Let's say you order a PlayStation on Amazon, as a Christmas present for your son. This was delivered to your doorstep; your neighbor signed for it, and left it on your front porch.

But then it mysteriously vanished. Now you have to fork out a few hundred bucks more and reorder the same PlayStation, right?

Well, when this happened to an Amazon customer a few years ago, Amazon sent him a new PlayStation for free--he didn't even have to pay for shipping. The best part? They got it to him in time for Christmas.

Now, imagine if you were that Amazon customer. Would you tell all your friends and family how awesome Amazon is, and how it saved your Christmas? Yup. You might even end up a loyal Amazon customer for life.

Amazon gets that, which is why it goes the extra mile for customers (even when they don't have to). I came across a Forbes interview the other day, and found in these two sentences spoken by Jeff Bezos a perfect summary of why they are so customer-obsessed:

"It used to be that if you made a customer happy, they would tell five friends. Now, with the megaphone of the internet, whether online customer reviews or social media, they can tell 5,000 friends."

Bezos's insight is spot-on. The power has indeed shifted to the hands of consumers.

Make a customer angry, and you will feel the wrath of the internet.

On the flip side, make a customer happy, and his/her entire social media network will hear about it.

It doesn't take a genius to figure out that customer service can make or break a company. If you want to take your customer service game to the next level, here are a few things that I do at my company that you should be thinking about as well:

1. Make sure the customer is happy from start to end.

It starts with the first call--when they reach out to us to book an appointment--and ends when our technicians finish their jobs and leave their homes. Every employee that this customer interacts with is courteous, friendly, and knowledgeable. We even use a checklist app to make sure that every step in the process is done without mistakes.

2. Survey customers and address any hiccups.

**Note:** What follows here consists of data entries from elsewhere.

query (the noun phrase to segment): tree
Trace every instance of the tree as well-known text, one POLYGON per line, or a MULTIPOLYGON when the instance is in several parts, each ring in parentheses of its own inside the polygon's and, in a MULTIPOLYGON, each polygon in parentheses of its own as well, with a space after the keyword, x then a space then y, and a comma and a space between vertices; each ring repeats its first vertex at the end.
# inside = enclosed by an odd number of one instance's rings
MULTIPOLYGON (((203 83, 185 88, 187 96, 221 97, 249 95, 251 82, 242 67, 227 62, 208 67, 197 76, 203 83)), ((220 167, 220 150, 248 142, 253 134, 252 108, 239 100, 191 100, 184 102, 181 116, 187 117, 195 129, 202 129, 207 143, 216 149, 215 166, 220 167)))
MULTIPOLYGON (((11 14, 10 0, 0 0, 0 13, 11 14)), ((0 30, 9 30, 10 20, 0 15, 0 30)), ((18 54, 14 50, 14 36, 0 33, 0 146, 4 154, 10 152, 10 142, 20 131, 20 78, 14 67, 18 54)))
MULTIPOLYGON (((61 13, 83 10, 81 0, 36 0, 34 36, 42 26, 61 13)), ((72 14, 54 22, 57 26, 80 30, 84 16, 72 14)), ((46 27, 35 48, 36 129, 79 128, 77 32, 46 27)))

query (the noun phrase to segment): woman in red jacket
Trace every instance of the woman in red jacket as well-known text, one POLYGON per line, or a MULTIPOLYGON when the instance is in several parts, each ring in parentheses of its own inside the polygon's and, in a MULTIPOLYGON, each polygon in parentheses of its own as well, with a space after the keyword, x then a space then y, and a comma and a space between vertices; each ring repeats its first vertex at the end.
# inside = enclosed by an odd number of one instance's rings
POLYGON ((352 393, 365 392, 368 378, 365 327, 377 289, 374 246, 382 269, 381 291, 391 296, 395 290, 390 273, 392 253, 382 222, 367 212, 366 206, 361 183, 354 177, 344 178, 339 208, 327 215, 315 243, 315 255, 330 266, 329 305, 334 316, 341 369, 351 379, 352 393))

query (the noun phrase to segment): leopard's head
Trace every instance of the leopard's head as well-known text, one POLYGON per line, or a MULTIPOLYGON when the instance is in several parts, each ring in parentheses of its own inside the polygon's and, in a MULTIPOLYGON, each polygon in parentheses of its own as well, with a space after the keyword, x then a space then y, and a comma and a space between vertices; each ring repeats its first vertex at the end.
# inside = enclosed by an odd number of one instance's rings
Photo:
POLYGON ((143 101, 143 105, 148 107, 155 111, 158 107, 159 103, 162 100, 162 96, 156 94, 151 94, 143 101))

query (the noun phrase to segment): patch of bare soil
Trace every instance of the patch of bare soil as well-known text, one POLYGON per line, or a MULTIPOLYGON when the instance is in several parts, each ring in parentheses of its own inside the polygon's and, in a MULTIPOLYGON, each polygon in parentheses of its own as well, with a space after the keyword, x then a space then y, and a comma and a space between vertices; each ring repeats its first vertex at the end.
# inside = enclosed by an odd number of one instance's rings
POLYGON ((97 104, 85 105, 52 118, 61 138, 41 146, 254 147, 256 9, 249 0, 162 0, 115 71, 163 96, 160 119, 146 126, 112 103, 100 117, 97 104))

After we're done servicing our customers, we survey them about their experience. We encourage them to leave positive reviews, if they are happy with our services. If there are any customer complaints or negative experiences, I reach out to them personally and make sure that I resolve their complaints right away before it blows up on the internet.  

3. Make highly personalized Amazon-style recommendations.

Using our CRM software, we record all interactions we have with our customers. Based on these data, we follow up systematically, including sending our customers personalized gift cards and offers.

4. Keep an eye on review sites and address all complaints.

We don't just focus on addressing customer complaints. It's about going the extra mile to convert critics into fans. We comment directly on the negative review itself, encouraging the unsatisfied customer to leave his or her phone number or email address, so that we can make things right again.

5. Be customer-obsessed.

Jeff Bezos hits the nail on the head when he explains Amazon's dominance:

"There are many ways to center a business. You can be competitor focused, you can be product focused, you can be technology focused, you can be business model focused, and there are more. But in my view, obsessive customer focus is by far the most protective of Day 1 vitality."  

In fact, I would say this: If you can nail customer experience, you will naturally be more innovative in business. Since you want to make your customers happy, you will think about delivering better products and services that meet their needs. Now, that's the true genius of being customer-obsessed.